I continue to think one of the hidden gem features of VMware Virtual SAN (VSAN) is it’s software defined self healing ability. I wrote about it a few months back here in: Virtual SAN Software Defined Self Healing
Since Virtual SAN is such a different way to do storage, it allows for some interesting configuration combinations. With vSphere 6 (built into vSphere 6), VMware will be introducing a new add-on feature for Virtual SAN called “Rack Awareness” accomplished by creating multiple “Failure Domains” and placing hosts in the same rack into the same Failure Domain. This “Rack Awareness” feature exploits the # Failures To Tolerate policy of Virtual SAN.
The rest of this post will look a lot like the previous post I did on self healing but will translate it for the Rack Awareness feature.
Minimum Rack Awareness Configuration
Lets start with the smallest VSAN “Rack Awareness” configuration possible that provides redundancy: a 3 rack, 6 host (2 per rack) vSphere cluster with VSAN enabled and 1 SSD and 1 HDD per host. In VSAN, an SSD constitutes a disk group so the 1 HDD is placed into a Disk Group with the 1 SSD. The SSD performs the write and read caching for the HDD’s in its disk group.

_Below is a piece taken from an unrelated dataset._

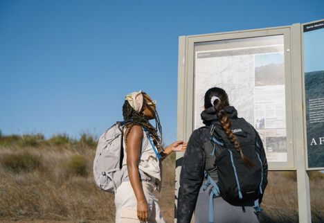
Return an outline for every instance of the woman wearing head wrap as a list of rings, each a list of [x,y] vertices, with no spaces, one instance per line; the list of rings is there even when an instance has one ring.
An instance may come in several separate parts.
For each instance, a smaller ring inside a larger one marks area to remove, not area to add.
[[[162,148],[156,102],[141,91],[126,96],[123,115],[125,174],[115,194],[116,222],[165,222],[153,191],[161,188],[161,161],[172,152],[184,151],[186,143]],[[155,119],[155,127],[151,119]]]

The HDD permanently stores the data.
Lets start with a single VM with the default # Failures To Tolerate (#FTT) equal to 1. A VM has at least 3 objects (namespace, swap, vmdk). Each object has 3 components (data 1, data 2, witness) to satisfy #FTT=1. Lets just focus on the vmdk object and say that the VM sits on host 1 with replicas/mirrors/copies (these terms can be used interchangeably) of its vmdk data on host 1 in rack 1 and host 2 in rack 2 and the witness on host 3 in rack 3. The rule in Virtual SAN is that each of these three components of an object (data 1, data 2, witness) must sit on different hosts. With Rack Awareness, they also must be in different hosts in different racks.
OK, lets start causing some trouble. With the default # Failures To Tolerate equal 1, VM data on VSAN should be available if a single SSD, a single HDD, a single host fails, or an entire rack fails.